Toronto police board approves external review into handling of missing persons

LGBT protesters are calling for police Chief Mark Saunders’ resignation


Two months after Toronto police arrested alleged serial killer Bruce McArthur, the police services board has announced there will be an external review into how missing persons investigations are handled.

“For Toronto’s LGBTQ community, this has been a very difficult time and I know that many are very upset and many are still grieving,” Toronto police Chief Mark Saunders said on March 22, 2018, at a board meeting. “They have many questions about what happened and what could have been done differently.”

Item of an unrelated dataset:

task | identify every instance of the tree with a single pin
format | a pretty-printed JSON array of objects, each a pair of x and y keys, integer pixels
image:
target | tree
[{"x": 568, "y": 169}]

The external review will examine how Toronto police investigate missing persons cases, and will be in addition to an internal review that Saunders ordered after the deaths of Tess Richey and Alloura Wells.

Toronto police are also close to opening a dedicated missing persons unit that will have the sole job of looking for people who have disappeared.

Outside of Toronto police headquarters where the meeting was held, protesters demanded that Saunders resign.

“Saunders said something unforgivable when he blamed us for our friends’ deaths and dismemberments,” said Lisa Amin, a human rights lawyer and spokesperson for Queers Crash the Beat. “That’s why we’re asking for his resignation.”

Brian De Matos speaks during the Queers Crash the Beat protest at Toronto Police headquarters on March 22, 2018. Credit: Nick Lachance/Xtra

However, some members of the LGBT community believe that a full public inquiry, which would be ordered by the provincial government and have additional powers, should also take place.

“As recently as last December, we were being told by chief Saunders that our longstanding concerns about a serial killer preying on our community were not based on any evidence. He was wrong,” Lawyer Douglas Elliott said at a press conference earlier in the day. “He had a legal duty to warn us and instead he reassured us.”

Elliott, who has been involved in two public inquiries, believes that one should take place immediately, especially since many of the people affected are older and may not be able to take part if they have to wait for criminal proceedings to wrap up.

 

The wait for public inquiries in similar cases can take years. Robert Pickton, the notorious BC serial killer, was arrested in 2002. His trial ended in 2007 and the appeal process concluded in 2010. The public inquiry wrapped up in 2012, a decade after the initial arrest.

Since McArthur’s arrest, questions have arisen over why Toronto police shut down Project Houston and why McArthur was not arrested earlier.

Project Houston was launched in 2012 after three men — Skandaraj Navaratnam, Majeed Kayhan and Abdulbasir Faizi — disappeared between 2010 and 2012. But the investigation was shut down in April 2014.

Toronto police had at least two interactions with McArthur since the launch of Project Houston. In 2013, he was interviewed by police as part of the investigation, but was not charged.

After that investigation was shut down, McArthur was questioned and released after he allegedly choked a man during an otherwise consensual sexual encounter in 2016. The man reported the incident to police, but McArthur convinced officers that the choking was consensual and he was not charged.